Bond regresó a la ventanilla. Un hombre corpulento que llevaba un sombrero de fieltro y tenía un inflamado forúnculo en la parte trasera del cuello era escoltado a través de la puerta donde estaba el letrero que decía POLIS. Corredor abajo, una puerta se cerró de golpe. Goldfarb, escoltado por el policía, bajó del tren. Con la cabeza gacha, atravesó el polvoriento andén y traspasó la misma puerta.
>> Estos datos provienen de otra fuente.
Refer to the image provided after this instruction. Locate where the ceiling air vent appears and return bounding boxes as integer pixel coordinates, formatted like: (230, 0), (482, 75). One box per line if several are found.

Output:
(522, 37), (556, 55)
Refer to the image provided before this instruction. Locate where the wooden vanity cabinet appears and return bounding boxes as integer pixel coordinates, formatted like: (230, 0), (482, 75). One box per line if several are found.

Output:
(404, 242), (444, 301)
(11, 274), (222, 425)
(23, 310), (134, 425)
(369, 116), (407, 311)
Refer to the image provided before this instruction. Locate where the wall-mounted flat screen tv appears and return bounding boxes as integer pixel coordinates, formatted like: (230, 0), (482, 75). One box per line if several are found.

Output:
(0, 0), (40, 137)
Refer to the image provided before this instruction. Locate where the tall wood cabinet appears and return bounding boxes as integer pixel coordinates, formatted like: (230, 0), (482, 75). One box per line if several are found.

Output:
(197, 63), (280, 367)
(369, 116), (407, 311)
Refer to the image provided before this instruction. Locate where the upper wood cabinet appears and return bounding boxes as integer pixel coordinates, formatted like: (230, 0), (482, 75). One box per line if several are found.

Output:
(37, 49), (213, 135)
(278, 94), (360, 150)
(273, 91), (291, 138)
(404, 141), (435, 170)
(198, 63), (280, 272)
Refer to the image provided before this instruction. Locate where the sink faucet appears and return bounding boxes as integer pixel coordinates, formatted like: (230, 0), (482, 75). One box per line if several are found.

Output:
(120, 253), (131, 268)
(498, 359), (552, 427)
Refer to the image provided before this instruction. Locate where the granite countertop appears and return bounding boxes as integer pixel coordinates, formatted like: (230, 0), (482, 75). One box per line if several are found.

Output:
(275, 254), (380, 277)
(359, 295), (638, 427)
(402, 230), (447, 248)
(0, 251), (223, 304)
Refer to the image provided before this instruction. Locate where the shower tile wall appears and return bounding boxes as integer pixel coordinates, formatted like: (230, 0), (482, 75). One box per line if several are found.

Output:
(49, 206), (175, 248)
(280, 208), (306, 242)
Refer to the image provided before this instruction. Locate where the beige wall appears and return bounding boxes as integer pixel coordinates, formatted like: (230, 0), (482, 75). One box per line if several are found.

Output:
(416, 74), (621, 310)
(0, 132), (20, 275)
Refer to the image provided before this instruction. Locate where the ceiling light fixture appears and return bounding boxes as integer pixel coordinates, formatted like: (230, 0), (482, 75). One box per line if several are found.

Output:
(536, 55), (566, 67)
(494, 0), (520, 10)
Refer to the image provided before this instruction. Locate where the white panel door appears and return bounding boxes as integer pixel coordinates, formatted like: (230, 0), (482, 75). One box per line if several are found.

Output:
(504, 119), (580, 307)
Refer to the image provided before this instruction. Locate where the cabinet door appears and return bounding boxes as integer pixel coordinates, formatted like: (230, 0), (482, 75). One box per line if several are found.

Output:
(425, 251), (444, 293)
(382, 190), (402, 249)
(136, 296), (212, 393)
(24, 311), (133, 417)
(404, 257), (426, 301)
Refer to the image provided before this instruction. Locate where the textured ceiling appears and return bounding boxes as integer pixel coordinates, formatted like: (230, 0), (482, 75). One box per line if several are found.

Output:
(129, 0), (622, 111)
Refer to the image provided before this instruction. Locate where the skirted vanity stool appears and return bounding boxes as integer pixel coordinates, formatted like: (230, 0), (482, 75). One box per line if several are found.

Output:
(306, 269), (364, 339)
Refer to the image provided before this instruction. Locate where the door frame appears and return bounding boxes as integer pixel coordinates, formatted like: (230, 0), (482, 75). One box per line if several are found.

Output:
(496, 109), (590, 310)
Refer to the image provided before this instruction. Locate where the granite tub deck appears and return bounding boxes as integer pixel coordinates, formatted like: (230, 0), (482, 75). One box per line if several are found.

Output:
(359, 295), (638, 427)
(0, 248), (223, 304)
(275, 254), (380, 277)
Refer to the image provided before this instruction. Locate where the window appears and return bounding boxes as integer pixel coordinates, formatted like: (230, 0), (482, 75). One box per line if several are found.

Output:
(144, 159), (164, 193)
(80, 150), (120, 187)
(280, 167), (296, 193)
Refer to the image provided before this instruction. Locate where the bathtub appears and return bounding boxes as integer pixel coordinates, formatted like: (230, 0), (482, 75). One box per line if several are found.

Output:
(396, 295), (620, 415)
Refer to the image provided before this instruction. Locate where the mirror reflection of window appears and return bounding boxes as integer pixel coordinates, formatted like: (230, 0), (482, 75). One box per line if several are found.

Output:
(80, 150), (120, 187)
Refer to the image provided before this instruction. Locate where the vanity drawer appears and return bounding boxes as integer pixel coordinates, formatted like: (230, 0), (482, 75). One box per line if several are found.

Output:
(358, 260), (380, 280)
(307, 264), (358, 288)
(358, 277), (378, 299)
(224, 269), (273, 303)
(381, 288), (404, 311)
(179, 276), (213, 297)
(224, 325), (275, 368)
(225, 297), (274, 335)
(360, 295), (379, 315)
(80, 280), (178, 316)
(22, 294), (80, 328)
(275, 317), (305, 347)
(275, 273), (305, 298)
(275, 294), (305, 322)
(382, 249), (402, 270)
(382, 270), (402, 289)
La locomotora hizo sonar el silbato, uno de tipo diferente, el valiente silbato penetrante de un maquinista griego. La puerta del coche-cama se cerró con un sonido metálico. El hombre vestido de paisano y el segundo policía aparecieron caminando hacia la estación. El guarda que estaba junto a la parte trasera del tren miró su reloj de pulsera y extendió el brazo de la mano que sujetaba la banderita. Se produjo una sacudida y un decrescendo de explosivos resoplidos producidos por la locomotora. La sección frontal del Orient Express comenzó a moverse. La sección que seguiría la ruta norte y traspasaría el Telón de Acero —a través de Svilengrado, en la frontera búlgara, a sólo veinticuatro kilómetros de allí— quedó junto al andén, esperando.